Las sensaciones de la poeta madrileña pertenecen a una época, a una Edad de Oro que ya no volverá a repetirse. Esa Edad de Oro de la primera juventud, cuando todo era posible. Cuando ella viajó el mundo y el mundo viajó por ella. Y, después, la vida. La vida que le apagó el fuego de querer serlo todo y la desterró. No tiene tanta importancia la distancia física, mucho más la personal respecto de lo que fuimos o de lo que soñamos ser.
Ahora,
Salgo a la calle y voy en ascua viva,
O voy temblando porque el mundo es triste.

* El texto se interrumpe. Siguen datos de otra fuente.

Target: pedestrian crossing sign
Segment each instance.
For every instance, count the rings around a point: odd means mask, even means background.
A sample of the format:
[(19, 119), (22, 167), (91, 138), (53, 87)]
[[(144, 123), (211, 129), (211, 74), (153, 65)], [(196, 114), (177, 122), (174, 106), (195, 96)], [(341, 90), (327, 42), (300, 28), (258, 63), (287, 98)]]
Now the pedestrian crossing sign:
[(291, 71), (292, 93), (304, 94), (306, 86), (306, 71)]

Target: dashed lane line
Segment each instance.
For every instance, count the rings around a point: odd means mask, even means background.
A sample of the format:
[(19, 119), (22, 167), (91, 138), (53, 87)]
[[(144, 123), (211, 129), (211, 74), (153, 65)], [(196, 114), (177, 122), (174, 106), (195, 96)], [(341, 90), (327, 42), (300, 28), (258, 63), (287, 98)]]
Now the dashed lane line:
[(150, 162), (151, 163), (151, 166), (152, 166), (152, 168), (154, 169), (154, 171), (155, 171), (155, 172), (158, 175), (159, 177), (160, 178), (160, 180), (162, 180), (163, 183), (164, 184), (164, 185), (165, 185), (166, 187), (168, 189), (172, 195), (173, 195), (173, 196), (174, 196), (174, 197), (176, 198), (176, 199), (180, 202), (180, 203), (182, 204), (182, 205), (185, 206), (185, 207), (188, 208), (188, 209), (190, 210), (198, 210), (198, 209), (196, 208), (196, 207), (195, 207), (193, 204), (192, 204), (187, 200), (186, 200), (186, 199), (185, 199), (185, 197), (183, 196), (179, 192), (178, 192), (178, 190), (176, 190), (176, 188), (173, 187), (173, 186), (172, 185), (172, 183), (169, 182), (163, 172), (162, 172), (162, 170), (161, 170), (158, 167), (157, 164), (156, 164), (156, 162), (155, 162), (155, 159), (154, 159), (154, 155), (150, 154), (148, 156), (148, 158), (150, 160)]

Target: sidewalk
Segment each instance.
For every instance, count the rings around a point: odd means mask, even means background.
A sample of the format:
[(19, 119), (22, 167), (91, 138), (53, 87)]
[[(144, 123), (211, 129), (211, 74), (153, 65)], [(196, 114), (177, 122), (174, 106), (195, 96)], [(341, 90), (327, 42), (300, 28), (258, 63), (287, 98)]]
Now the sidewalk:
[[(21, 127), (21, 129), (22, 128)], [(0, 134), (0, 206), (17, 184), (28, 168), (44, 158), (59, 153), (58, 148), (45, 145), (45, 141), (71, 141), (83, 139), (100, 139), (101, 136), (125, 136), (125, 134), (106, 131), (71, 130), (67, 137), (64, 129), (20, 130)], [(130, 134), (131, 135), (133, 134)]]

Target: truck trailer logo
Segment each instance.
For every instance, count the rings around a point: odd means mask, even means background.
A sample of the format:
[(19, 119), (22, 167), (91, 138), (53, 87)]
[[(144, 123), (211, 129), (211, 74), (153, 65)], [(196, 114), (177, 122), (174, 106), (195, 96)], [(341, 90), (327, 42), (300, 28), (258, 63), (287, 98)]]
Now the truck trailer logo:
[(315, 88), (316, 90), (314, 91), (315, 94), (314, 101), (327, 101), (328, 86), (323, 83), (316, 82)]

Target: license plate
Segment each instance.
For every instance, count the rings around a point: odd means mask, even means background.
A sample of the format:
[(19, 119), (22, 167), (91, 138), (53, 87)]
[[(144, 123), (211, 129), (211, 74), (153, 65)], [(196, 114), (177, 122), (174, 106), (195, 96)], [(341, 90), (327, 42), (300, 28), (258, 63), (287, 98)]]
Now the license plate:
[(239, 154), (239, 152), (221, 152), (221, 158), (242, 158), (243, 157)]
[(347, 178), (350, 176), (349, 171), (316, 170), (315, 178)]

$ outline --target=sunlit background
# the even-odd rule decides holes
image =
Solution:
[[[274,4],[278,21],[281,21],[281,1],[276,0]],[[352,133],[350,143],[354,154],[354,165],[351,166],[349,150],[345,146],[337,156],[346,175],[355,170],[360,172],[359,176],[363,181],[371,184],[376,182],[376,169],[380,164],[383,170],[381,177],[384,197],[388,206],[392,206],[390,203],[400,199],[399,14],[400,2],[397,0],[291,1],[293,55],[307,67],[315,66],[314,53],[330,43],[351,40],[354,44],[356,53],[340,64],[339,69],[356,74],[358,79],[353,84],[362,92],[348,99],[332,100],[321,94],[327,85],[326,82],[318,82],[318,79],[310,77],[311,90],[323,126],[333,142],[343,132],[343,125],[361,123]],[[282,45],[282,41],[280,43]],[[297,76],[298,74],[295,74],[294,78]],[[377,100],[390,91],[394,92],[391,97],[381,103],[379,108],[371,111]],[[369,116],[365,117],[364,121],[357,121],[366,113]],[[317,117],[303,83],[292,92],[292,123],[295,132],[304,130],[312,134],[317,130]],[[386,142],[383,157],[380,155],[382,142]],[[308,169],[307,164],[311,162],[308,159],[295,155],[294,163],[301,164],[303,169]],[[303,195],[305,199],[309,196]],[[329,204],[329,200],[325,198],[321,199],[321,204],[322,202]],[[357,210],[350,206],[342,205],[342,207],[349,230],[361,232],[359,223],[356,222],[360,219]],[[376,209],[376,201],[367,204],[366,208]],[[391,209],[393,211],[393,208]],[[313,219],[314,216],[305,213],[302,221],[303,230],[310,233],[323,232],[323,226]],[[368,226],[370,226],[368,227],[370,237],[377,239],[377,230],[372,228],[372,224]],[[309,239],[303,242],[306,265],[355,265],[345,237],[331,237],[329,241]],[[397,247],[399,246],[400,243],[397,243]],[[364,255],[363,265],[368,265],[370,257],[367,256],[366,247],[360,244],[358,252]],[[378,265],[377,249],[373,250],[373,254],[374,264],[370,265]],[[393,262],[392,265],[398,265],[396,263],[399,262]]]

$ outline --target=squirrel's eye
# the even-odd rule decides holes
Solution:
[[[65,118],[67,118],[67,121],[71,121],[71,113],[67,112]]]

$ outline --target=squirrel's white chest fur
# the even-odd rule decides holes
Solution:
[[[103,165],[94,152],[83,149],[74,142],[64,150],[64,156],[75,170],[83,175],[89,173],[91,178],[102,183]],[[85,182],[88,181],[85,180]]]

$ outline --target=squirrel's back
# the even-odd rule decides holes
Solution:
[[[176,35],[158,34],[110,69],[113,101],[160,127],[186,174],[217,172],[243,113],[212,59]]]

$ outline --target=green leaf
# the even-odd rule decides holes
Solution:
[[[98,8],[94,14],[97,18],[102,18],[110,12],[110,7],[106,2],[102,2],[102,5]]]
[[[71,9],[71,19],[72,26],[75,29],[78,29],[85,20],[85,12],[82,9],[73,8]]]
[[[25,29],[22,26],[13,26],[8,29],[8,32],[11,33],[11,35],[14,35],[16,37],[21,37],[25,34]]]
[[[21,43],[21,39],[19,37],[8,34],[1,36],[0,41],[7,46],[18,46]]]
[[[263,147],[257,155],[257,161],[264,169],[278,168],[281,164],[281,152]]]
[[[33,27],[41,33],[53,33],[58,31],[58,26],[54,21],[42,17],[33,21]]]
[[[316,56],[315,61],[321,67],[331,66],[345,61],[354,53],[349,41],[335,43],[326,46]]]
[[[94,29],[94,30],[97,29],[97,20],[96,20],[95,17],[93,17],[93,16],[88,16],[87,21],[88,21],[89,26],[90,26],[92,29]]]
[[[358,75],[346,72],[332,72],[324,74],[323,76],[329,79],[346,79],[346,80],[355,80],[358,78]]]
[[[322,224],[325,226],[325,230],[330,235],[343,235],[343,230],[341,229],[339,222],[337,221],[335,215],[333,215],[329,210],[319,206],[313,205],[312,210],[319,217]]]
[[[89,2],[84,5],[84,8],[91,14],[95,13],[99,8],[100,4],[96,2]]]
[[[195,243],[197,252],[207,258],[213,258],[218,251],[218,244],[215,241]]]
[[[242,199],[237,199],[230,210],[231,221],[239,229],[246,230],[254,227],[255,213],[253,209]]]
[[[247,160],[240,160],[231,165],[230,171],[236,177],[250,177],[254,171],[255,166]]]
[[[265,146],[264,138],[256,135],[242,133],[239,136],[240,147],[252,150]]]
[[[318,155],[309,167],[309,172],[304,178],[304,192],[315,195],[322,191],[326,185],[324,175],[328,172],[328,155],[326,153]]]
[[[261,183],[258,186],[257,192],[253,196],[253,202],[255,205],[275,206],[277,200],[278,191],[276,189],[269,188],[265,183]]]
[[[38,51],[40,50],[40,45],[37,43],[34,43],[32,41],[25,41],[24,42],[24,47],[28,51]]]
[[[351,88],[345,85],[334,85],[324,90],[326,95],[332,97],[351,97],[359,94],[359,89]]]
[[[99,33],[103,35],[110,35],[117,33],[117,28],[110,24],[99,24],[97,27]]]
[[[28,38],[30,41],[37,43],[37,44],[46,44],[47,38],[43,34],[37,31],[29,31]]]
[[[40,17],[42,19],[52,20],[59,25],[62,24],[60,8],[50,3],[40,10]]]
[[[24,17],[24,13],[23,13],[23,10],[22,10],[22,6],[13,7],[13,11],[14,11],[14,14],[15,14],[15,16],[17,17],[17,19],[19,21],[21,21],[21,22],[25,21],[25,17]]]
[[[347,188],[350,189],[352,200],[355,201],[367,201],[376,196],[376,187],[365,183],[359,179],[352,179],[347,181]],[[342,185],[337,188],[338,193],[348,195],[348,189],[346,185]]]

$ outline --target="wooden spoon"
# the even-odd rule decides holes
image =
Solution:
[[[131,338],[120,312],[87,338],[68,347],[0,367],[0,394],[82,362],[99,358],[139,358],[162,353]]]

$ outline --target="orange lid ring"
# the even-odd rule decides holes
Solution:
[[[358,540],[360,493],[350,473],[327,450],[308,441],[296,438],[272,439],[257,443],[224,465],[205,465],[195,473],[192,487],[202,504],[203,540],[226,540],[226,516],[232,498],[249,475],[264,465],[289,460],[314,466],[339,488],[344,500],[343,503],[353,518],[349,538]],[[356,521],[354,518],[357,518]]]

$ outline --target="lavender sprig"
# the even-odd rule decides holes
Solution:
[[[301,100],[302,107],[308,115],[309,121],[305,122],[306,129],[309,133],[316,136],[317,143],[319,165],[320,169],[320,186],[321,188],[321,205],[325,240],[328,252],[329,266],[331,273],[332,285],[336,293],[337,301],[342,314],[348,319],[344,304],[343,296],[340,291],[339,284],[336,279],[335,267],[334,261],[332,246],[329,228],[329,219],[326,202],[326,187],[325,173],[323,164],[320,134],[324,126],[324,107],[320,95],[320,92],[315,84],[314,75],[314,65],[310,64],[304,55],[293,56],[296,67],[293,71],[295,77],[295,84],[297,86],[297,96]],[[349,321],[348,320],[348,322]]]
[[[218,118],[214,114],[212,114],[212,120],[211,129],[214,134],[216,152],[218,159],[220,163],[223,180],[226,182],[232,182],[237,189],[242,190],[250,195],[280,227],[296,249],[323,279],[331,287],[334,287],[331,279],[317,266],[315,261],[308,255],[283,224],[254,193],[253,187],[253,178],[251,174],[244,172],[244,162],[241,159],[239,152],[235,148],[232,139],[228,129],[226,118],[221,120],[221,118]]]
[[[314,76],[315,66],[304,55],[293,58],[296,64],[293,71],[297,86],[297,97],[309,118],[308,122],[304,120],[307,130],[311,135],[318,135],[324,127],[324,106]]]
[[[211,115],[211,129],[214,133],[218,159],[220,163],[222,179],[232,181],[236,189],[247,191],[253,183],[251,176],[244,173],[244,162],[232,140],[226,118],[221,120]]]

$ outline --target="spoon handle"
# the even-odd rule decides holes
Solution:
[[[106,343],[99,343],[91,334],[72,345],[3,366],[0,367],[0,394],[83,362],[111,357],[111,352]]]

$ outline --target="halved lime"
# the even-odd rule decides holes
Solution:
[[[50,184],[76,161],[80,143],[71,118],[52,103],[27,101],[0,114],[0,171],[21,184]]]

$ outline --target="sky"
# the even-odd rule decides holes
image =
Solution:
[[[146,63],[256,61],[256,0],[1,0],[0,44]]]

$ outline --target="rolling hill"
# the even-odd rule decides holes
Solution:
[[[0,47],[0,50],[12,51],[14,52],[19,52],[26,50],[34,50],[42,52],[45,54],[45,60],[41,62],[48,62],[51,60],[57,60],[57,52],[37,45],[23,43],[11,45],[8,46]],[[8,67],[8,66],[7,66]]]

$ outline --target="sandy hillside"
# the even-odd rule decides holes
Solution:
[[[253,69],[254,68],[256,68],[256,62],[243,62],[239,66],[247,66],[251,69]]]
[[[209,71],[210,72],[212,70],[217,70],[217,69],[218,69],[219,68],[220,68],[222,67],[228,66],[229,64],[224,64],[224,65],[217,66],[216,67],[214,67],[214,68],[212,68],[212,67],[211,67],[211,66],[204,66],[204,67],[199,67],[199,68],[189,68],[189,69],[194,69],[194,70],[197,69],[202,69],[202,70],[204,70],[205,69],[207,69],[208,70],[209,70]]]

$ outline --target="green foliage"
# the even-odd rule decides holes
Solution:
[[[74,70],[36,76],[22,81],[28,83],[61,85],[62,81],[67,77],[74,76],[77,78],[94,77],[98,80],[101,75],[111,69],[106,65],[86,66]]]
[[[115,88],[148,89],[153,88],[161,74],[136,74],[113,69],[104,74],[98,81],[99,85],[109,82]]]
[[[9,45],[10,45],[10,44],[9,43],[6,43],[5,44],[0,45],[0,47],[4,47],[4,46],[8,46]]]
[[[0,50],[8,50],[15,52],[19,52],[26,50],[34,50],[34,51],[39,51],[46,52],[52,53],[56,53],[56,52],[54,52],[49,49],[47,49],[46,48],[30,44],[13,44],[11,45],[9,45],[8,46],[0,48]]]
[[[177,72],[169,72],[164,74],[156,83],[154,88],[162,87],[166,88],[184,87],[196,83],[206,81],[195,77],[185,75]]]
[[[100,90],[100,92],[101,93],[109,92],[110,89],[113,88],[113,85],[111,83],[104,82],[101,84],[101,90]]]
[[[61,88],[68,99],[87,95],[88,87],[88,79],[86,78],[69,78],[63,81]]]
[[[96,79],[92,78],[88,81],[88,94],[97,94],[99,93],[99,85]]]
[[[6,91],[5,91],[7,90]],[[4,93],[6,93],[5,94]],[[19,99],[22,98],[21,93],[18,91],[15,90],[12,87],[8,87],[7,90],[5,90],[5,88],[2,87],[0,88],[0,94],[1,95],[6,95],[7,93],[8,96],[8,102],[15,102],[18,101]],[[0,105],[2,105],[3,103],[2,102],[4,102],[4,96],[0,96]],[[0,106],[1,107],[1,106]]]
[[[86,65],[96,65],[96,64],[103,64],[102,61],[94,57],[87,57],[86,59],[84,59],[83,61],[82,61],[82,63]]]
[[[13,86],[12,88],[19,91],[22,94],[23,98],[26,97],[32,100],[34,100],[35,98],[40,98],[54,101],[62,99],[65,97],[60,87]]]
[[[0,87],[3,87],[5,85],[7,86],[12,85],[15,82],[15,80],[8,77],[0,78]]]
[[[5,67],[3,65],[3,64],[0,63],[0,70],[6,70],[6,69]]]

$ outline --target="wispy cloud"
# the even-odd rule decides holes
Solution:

Y vuelvo de la calle y entro en casa
Y el mundo sigue triste sin remedio.
Y no es que falte un ángel en la estancia
que nos sonría, que nos hable al menos.
Y no es que falte un dios para las cosas,
Ni ese deseo de pasar soñando
Sin escuchar las quejas que en el aire
Vagan por encontrar por fin el eco.
Y hablando de esa Libertad por querer ser, escribí Qué mujer difícil eres, Libertad
Y es cierto, Libertad,
Que aceptaría un trato de esclavos por ser tuya,
Pero nací con barrotes en la frente
Y el yugo de Vulcano los cinceló,
No me dejan escaparme,
Ser amante de la libertad de lo cotidiano;
Deseosa del cuscurro de pan;
¿Quiénes me violan en este lecho de corrosiones?
¿Quiénes me impiden entregarme a la Libertad?
No lo sé…
Lo único que entiendo es tu perla de sirvienta llorada
Y la cerrazón de mis pechos dentro de un túnica…
Porque nunca, nunca, nunca..
Seré la musa de Delacroix…
Dice el antólogo James Valender que los poemas de Concha Méndez son excelentes. Yo no les pondría este calificativo. Su poética es un tratado de anatomía vital, un auténtico hallazgo de la palabra exacta y precisa que explique a la perfección los sentimientos más duros que pueda albergar el ser humano. Méndez nos brinda un espejo en el que es fácil reconocerse porque todos, alguna vez, hemos ejercido de hijos, padres, dolientes o incluso agonizantes. Si bien habría que reprocharle a la existencia el que le pusiera tantos obstáculos, el que le impidiera vivir como ella soñó de joven (de forma audaz, moderna y cosmopolita, que dijo de ella Rubén Darío) sí es cierto que “gracias” a sus experiencias vitales versificadas, los lectores de poesía tenemos una cosmovisión gratuita y honesta del sufrimiento humano. Quizá en la Concha Méndez del destierro pervivía mucho de aquella jovencita que se codeaba con Lorca, Alberti, Cernuda, Guillén. Y es que no se encerró en las sombras de su casa a llorarse. Cogió la página en blanco y se abrió en carne viva. Sólo por eso, merecía estar hoy aquí.